Он надел перчатки и взялся за шляпу.
— Чуть не забыл! — вскричал он, ударив себя по лбу. — Не известно ли вам, — прибавил он значительным тоном, — место, где альтенгеймские вольные стрелки выбрали безопасное убежище для своих семейств?
— Нет, барон.
— Недели две назад я случайно слышал, как оно называется, хотя не имею понятия, где это, — вмешался пиэтист.
— Дубом Высокого Барона.
— Ничего. По-видимому, место это известно не многим и тайна хранится строго.
— Еще раз благодарю, господа, доброй ночи. — Барон вышел на улицу.
Не успел он ступить на площадь Брогли, как на него внезапно кинулось несколько человек и, не дав времени вскрикнуть или стать в оборонительное положение, завязали ему глаза, скрутили руки и ноги, завернули в плащ, один из них перекинул его себе через плечо и все скрылись во мраке в ту минуту, когда тяжелые и мерные шаги прусского патруля раздались на углу площади.
Люди, напавшие на барона, были в черных масках, похищение совершилось с необычайной, изумительной быстротой и ловкостью, и ни одним словом не обменялись исполнители смелого подвига.
Одиннадцать часов било на башенных часах, дождь лил как из ведра.
ГЛАВА XII
Жейер попадает из огня да в полымя
Уже более двадцати минут Штанбоу был увлекаем своими похитителями с быстротою, которая не только не уменьшалась, но как будто усиливалась.
Барон, наделенный большою силою воли и неодолимой храбростью, после первой минуты изумления вполне овладел собою, ему вернулось все его присутствие духа, и он немедленно стал стараться всеми мерами узнать, какого рода были люди, во власть которых он попал.
Что он в плену, оказывалось фактом. Но у кого? Это он тщетно силился разъяснить.
Неизвестные люди, когда нападали на него, не произнесли ни слова, итак, он не слыхал звука их голоса, сверх того, ему завязали глаза.
Все, что он мог вывести из их обращения, так это то, что жизни его не угрожали и, на первый случай, по крайней мере, он в безопасности.
Но эта полубезопасность далеко не успокаивала барона. Он знал, что ненавидим множеством людей, и с содроганием думал, каким нравственным пыткам, часто хуже смерти, могут и, вероятно, намерены подвергнуть его неизвестные враги.
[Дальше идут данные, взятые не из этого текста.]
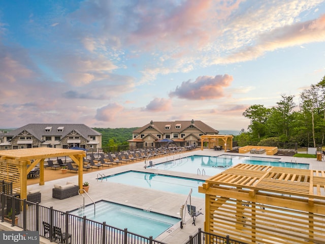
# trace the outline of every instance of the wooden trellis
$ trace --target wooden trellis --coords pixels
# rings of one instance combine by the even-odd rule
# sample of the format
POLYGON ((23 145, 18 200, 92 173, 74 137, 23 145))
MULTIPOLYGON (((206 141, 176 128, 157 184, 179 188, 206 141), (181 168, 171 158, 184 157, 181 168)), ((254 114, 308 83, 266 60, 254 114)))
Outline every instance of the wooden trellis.
POLYGON ((205 230, 249 243, 325 243, 325 173, 241 164, 199 188, 205 230))
POLYGON ((0 180, 13 182, 13 192, 27 196, 27 175, 38 164, 40 165, 40 185, 44 185, 44 162, 45 159, 69 157, 79 166, 78 185, 82 189, 83 150, 50 147, 0 150, 0 180))

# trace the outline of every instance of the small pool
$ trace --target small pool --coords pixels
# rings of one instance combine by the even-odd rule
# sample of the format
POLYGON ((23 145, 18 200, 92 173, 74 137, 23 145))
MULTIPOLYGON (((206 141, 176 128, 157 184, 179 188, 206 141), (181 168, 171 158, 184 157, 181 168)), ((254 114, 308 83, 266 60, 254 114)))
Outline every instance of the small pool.
POLYGON ((156 164, 153 168, 207 175, 215 175, 238 164, 270 165, 308 169, 308 164, 279 162, 280 159, 222 155, 218 157, 193 155, 156 164))
POLYGON ((204 194, 198 192, 199 186, 202 186, 205 181, 190 178, 129 171, 110 175, 103 179, 103 182, 120 183, 183 195, 188 194, 192 188, 192 197, 205 197, 204 194))
POLYGON ((96 212, 93 205, 88 205, 85 209, 76 209, 69 214, 106 224, 121 229, 127 228, 128 231, 155 238, 171 227, 179 223, 180 219, 148 209, 141 209, 107 201, 96 203, 96 212))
Он, который не отступал ни перед какими средствами удовлетворить свою месть, теперь боялся, чтобы к нему не применили право возмездия и относительно его не поступили бы с такою же жестокостью, какую не раз он сам оказывал своим врагам.
Он думал также, что люди, захватившие его, должно быть, очень могущественны и вполне уверены в безнаказанности, если отважились на такую смелую засаду среди улицы, в городе, где было полно вражеских солдат. Это размышление было самое печальное из всех, промелькнувших в уме его, потому что он сознавал себя бессильным перед похитителями.
Вдруг несшие его люди остановились.
Барон воспользовался отдыхом, чтоб спросить, чего хотят от него и зачем захватили его таким образом.
В то же мгновение он почувствовал холод стального дула, и кто-то едва слышно шепнул ему на ухо тоном несомненной угрозы:
— Еще одно слово, и я всажу вам пулю в лоб!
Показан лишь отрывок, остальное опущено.